What Have You Learned About Yourself Recently??

How a little break means so much—I always forget this until I stop and take a rest.
 
I am terrible at asking for what i need. :mad:

It makes me very uncomfortable, and doesn't turn me on even a little.
 
That I’m not as bad at being in charge as I feared I was.

I’m learning a lot about myself at the moment, a lot is changing in my life!
 
That I’m not as bad at being in charge as I feared I was.

I’m learning a lot about myself at the moment, a lot is changing in my life!

That I like seeing people that are stretching themselves...and being successful at it...even if I see it from afar... :rose:
 
That I like seeing people that are stretching themselves...and being successful at it...even if I see it from afar... :rose:

Thank you!

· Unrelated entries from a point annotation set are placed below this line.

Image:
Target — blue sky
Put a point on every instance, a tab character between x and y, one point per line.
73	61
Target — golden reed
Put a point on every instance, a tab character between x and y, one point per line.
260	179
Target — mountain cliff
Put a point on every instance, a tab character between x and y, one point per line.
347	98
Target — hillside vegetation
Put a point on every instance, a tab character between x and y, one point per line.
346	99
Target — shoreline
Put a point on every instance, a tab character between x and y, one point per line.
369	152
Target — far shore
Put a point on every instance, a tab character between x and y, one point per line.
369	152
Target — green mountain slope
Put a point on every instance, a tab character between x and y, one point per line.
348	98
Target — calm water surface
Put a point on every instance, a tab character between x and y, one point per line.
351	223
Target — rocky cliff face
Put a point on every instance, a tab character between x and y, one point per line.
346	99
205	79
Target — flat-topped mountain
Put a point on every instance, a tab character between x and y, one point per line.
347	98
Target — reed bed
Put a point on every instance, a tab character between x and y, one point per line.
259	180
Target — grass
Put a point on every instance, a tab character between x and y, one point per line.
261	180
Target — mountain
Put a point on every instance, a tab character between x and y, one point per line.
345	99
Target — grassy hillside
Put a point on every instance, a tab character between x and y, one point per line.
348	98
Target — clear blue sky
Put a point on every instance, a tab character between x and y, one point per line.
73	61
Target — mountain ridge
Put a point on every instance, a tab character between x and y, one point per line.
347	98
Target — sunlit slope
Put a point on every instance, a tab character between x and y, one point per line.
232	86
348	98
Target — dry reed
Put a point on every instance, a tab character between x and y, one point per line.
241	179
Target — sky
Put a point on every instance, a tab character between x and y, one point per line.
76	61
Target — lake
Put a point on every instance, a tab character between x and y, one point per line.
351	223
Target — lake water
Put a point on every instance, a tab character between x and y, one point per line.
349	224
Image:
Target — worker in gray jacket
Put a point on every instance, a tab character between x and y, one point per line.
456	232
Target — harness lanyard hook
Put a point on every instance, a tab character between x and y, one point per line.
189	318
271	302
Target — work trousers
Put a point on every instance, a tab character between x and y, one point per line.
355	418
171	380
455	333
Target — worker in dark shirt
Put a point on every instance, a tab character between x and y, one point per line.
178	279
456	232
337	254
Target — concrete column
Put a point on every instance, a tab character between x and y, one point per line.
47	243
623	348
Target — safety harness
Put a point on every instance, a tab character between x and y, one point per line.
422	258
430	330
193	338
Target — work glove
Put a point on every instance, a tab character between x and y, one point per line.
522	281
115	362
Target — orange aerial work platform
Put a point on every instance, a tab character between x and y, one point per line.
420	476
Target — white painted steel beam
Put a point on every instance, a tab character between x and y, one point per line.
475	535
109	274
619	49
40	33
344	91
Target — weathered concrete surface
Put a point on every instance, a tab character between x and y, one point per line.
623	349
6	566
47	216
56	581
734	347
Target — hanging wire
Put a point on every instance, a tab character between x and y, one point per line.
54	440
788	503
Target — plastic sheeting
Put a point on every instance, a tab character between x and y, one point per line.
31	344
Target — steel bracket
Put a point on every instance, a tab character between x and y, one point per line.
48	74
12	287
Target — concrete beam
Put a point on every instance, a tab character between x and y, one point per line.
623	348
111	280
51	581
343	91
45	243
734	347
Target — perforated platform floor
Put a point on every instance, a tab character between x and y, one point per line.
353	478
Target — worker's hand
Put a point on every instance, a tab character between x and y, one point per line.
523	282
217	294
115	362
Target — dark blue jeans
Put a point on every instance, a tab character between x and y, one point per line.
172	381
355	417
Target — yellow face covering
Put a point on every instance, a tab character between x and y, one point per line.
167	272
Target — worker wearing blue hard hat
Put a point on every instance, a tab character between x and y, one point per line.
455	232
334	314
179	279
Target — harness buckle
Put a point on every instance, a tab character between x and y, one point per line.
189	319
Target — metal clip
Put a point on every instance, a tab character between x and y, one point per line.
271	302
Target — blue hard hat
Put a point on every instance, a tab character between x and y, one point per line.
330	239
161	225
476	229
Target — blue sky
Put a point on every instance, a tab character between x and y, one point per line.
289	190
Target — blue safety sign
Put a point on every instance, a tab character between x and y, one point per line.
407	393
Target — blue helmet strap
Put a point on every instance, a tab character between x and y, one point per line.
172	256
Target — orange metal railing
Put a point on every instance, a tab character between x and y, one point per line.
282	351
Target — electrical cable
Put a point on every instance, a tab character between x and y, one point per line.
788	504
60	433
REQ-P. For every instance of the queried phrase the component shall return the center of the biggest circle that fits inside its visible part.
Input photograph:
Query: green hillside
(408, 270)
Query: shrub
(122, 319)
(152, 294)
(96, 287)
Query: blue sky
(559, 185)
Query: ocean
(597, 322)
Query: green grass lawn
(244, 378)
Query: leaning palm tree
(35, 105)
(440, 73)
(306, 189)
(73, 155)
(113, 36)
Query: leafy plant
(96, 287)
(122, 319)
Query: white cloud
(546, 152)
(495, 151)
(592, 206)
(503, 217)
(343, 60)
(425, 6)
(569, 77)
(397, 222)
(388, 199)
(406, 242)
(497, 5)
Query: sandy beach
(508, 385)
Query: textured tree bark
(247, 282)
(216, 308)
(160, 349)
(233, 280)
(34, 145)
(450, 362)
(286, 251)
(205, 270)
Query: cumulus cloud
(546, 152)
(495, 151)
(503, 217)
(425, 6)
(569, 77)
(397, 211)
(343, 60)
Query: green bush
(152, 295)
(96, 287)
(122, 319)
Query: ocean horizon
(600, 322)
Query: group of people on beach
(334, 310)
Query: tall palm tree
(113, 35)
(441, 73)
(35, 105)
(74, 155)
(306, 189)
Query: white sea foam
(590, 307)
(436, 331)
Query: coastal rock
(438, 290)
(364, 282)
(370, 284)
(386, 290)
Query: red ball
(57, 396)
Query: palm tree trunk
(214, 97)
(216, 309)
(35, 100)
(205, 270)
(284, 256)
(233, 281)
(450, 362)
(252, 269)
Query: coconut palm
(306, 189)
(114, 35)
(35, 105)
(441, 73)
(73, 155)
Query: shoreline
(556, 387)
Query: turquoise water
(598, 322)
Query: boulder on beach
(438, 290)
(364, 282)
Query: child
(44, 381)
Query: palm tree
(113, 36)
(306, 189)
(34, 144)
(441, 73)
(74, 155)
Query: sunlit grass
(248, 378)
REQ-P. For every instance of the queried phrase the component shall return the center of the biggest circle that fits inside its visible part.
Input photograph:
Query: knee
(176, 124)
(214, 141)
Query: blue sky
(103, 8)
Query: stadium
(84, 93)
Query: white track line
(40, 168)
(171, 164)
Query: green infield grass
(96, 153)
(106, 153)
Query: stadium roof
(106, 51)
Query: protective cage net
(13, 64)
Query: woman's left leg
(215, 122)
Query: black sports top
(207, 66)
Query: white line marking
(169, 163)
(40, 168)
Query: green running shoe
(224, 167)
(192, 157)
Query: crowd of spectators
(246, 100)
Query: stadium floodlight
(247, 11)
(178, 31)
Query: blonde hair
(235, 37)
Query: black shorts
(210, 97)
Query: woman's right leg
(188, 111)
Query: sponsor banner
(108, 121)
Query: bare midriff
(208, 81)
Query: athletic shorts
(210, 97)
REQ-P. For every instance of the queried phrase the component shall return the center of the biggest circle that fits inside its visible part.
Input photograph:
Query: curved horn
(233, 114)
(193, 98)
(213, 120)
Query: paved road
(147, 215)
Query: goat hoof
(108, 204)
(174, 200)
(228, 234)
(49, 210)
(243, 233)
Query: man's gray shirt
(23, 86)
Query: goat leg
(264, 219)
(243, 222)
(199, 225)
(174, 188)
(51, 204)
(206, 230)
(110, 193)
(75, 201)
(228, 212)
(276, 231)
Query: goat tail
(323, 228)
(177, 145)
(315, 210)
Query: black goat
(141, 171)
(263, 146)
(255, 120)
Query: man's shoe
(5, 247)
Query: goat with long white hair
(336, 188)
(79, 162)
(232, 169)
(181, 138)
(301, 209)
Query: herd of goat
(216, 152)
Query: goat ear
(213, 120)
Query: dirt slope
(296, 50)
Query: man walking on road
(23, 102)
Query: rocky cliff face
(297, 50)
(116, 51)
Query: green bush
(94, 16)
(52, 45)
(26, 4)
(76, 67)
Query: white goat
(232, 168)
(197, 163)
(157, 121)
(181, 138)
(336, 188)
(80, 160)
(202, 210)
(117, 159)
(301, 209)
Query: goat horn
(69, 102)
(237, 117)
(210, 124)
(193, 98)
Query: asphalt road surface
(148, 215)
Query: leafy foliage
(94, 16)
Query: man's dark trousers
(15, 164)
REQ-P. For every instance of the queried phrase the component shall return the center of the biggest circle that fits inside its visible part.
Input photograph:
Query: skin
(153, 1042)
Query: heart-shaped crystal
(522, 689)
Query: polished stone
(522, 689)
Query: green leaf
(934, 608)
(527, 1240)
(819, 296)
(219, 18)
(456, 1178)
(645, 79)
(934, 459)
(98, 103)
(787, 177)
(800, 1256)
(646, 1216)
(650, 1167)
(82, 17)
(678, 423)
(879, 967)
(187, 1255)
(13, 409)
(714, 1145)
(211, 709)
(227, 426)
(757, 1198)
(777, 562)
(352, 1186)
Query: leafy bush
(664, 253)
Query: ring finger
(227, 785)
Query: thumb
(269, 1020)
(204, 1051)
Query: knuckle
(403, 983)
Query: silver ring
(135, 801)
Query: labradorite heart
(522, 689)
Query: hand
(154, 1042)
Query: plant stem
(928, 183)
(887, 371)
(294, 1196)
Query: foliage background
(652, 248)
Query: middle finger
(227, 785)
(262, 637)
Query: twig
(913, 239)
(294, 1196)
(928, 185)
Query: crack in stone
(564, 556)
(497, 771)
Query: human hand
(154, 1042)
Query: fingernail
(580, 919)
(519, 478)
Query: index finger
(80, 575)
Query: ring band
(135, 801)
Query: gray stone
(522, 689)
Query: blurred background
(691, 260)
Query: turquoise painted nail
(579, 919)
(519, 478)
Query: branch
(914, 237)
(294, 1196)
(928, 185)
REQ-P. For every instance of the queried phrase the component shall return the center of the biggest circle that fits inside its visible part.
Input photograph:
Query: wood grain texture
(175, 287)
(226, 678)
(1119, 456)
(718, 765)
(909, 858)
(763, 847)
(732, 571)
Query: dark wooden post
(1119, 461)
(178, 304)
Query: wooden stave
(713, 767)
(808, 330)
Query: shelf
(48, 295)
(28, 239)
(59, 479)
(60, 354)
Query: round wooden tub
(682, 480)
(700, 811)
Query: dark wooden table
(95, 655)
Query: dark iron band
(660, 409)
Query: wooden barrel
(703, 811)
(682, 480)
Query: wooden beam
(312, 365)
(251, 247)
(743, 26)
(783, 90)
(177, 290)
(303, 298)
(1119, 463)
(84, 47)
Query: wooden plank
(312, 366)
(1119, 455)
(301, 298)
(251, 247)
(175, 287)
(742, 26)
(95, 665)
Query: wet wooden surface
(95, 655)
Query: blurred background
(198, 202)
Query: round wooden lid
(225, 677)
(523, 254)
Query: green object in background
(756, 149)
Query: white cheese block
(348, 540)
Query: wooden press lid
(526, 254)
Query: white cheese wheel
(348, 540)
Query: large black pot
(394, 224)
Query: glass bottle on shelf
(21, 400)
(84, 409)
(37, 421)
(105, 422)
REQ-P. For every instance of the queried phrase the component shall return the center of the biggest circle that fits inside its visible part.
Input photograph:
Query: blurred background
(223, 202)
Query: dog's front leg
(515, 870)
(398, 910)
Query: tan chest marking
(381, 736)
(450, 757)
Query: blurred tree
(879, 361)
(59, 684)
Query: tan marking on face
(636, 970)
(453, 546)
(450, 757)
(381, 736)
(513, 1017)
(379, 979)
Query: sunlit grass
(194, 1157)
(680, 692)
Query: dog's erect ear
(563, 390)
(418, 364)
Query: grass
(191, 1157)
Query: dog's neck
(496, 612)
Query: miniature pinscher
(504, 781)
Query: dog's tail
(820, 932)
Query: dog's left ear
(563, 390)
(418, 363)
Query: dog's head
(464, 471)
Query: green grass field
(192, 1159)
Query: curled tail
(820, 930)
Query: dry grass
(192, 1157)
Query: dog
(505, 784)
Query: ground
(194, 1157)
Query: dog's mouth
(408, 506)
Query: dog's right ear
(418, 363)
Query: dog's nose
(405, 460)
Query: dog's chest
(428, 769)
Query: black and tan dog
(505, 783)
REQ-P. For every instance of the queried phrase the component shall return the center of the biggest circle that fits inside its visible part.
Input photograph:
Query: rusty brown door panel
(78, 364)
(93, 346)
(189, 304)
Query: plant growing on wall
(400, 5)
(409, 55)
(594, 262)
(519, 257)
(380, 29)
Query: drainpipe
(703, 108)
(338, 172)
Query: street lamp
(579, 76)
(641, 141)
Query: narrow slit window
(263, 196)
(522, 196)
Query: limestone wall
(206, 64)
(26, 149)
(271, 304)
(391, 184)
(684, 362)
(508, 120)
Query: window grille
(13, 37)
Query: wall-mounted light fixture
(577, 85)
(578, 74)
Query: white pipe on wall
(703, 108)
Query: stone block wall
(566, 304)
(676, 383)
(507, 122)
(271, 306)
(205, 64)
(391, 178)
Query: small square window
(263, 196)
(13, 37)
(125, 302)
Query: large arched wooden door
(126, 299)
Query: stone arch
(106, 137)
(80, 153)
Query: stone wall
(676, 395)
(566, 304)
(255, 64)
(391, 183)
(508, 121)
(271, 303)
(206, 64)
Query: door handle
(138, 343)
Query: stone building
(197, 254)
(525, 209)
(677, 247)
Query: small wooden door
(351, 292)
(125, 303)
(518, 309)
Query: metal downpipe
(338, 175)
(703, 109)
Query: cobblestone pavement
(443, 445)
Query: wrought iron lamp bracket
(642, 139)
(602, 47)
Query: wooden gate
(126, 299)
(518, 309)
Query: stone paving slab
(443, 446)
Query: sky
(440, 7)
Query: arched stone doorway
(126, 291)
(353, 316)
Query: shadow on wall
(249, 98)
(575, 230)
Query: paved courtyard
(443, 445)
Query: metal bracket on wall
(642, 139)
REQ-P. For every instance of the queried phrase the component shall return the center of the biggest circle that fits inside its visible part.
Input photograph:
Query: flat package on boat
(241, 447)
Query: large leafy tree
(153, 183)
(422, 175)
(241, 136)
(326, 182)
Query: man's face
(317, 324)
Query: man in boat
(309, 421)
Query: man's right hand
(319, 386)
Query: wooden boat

I’ve been doing a lot of new things this week, and picking them up pretty quickly. My last job just wasn’t for me, and making a change is helping me to find myself and get my motivation back! I’m having to manage people more than I have before, so the learning/personal development curve doesn’t stop here ;)
 
Thank you! I’ve been doing a lot of new things this week, and picking them up pretty quickly. My last job just wasn’t for me, and making a change is helping me to find myself and get my motivation back! I’m having to manage people more than I have before, so the learning/personal development curve doesn’t stop here ;)

I will send you a PM about MY first supervisor position....:D
 
That being brave is worth it.

That I am stronger than I thought.

That I can be happy; I just have to be willing to fight for it.
 
That being brave is worth it.

That I am stronger than I thought.

That I can be happy; I just have to be willing to fight for it.

That is awesome! I think that's the same for me too!

I am picking up the pieces from having some big changes, and from things that I am trying to change. I once read that successful people constantly reinvent themselves. I think I really like doing that.
 
That is awesome! I think that's the same for me too!

I am picking up the pieces from having some big changes, and from things that I am trying to change. I once read that successful people constantly reinvent themselves. I think I really like doing that.

It’s scary, but at the same time it’s the best feeling!
 
I get caught up in the cause more than I do the people involved.
 
That it's alright to be curious and want to know more. There are some wonderful people here who are amazingly kind souls with lots of patience and understanding.
That i should stop regulating, filtering, fixing, editing the thoughts and words that spring to my mind, during odd interactions. And it is often the goofiness that sparks the beginning of a new friendship.
That i am strong enough to choose my priorities. It's a choice between lurking on lit vs what i should be doing. It's always a choice.😂
That it's ok to say no.
 
I’m not as bad as i thought i was. The battle scars (literally) are now a source of pride and I shouldn’t be ashamed of them.
 
That I’m human and I’m allowed to have feelings and to make mistakes. That I’m so tired of fear, that I now speak my mind - something I never imagined I’d ever be able to do!

I’m getting a lot better at handling difficult people. I’m not the person I was a year ago, I’m no longer the same person I was when my mum died, she wouldn’t even recognise me now, which is sad in a way - but these changes needed to happen.

Sometimes I hear the things I say, and see my reactions to things, and shock myself with my strength!

I’ve also learned that I’m able to care about someone deeply. I never thought I could trust someone so openly that their absence would literally break me.

But I’ve always been one to make great things happen, once I get a taste of rock bottom. It’s all upwards from here!
 
That I stand by my convictions and when I say ‘don’t ever lie to me or I’m gone’, I mean it. Well, meant it. The future’s so bright I gotta wear shades. 😎
 
That I really need to trust my feelings more and believe in myself and my ability to keep what I want and say no to the ones who really don't give a shit.
 
I've learned that I am not the only one feeling the way I do, this thread has a lot of what I am feeling too, and that makes me feel ok, like I'm not alone in how I'm thinking.